Аполлон Игнатьевич давно уже, лет пятьдесят, собирал почтовые марки, а в последние годы еще и этикетки от винных бутылок; одно время он увлекался и наклейками от спичечных коробок. Но быстро остыл. Может быть, потому, что коробки занимали слишком много места. Свои коллекции профессор без конца сортировал, переклеивал, любовно оформлял.

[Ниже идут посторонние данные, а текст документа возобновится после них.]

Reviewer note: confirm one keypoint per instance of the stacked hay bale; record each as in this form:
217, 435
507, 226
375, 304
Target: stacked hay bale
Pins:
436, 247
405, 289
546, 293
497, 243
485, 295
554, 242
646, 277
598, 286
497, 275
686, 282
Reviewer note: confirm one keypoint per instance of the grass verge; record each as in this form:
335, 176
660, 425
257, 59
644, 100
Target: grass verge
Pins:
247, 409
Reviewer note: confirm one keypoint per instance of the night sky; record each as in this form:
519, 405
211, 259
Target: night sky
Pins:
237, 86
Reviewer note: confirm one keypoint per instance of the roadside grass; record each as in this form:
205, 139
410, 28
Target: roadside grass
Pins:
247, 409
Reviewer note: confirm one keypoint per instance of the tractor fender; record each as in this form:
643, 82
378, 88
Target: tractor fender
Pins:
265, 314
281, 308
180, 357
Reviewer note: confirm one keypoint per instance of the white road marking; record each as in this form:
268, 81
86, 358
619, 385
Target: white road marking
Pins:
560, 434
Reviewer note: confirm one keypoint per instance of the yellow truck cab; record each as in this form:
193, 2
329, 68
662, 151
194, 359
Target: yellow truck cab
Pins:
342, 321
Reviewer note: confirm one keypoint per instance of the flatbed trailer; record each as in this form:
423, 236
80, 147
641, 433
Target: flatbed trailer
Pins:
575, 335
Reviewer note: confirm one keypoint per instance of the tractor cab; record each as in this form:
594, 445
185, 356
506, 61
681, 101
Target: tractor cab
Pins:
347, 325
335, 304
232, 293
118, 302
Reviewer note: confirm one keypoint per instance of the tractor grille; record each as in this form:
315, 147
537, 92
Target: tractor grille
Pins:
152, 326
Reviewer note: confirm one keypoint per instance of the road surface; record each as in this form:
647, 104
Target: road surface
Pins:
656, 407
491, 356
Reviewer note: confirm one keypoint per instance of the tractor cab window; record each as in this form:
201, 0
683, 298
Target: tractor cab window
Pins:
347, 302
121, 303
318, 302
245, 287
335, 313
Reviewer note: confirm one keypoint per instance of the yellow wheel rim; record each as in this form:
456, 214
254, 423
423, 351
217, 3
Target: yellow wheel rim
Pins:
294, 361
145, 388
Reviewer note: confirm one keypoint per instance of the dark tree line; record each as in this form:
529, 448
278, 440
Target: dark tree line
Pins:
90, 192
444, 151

"Коллекционирование прекрасно тем, что приучает человека, во-первых, бережно относиться к прошлому, во-вторых, помогает в малом видеть великое и, в-третьих, дает превосходные навыки в систематизации", – любил повторять профессор Барковский.
Всякий коллекционер, начинающий шестиклассник и почтенный седовласый академик, был Аполлону Игнатьевичу заведомым другом и желанным гостем.
Когда в пять минут девятого деликатно позвонили во входную дверь, Аполлон Игнатьевич сам направился открывать. На пороге профессор увидел старого высокого мужчину, по-военному подобранного, суховатого. На вопросительный взгляд Аполлона Игнатьевича посетитель ответил коротким наклоном седой головы и несколько неожиданными словами:
– Дуплянский, Алексей Алексеевич. Простите, сейчас я буду хвастаться: заслуженный пилот республики, летчик-испытатель, полковник в отставке…
– Одну секунду… – живо перебил гостя Аполлон Игнатьевич и исчез в комнатах. Вернулся он буквально через полминуты, на ходу застегивая генеральскую тужурку. В форменной тужурке с широкими погонами на плечах и домашних, совершенно цивильных брюках Барковский выглядел смешно. И Алексей Алексеевич невольно улыбнулся.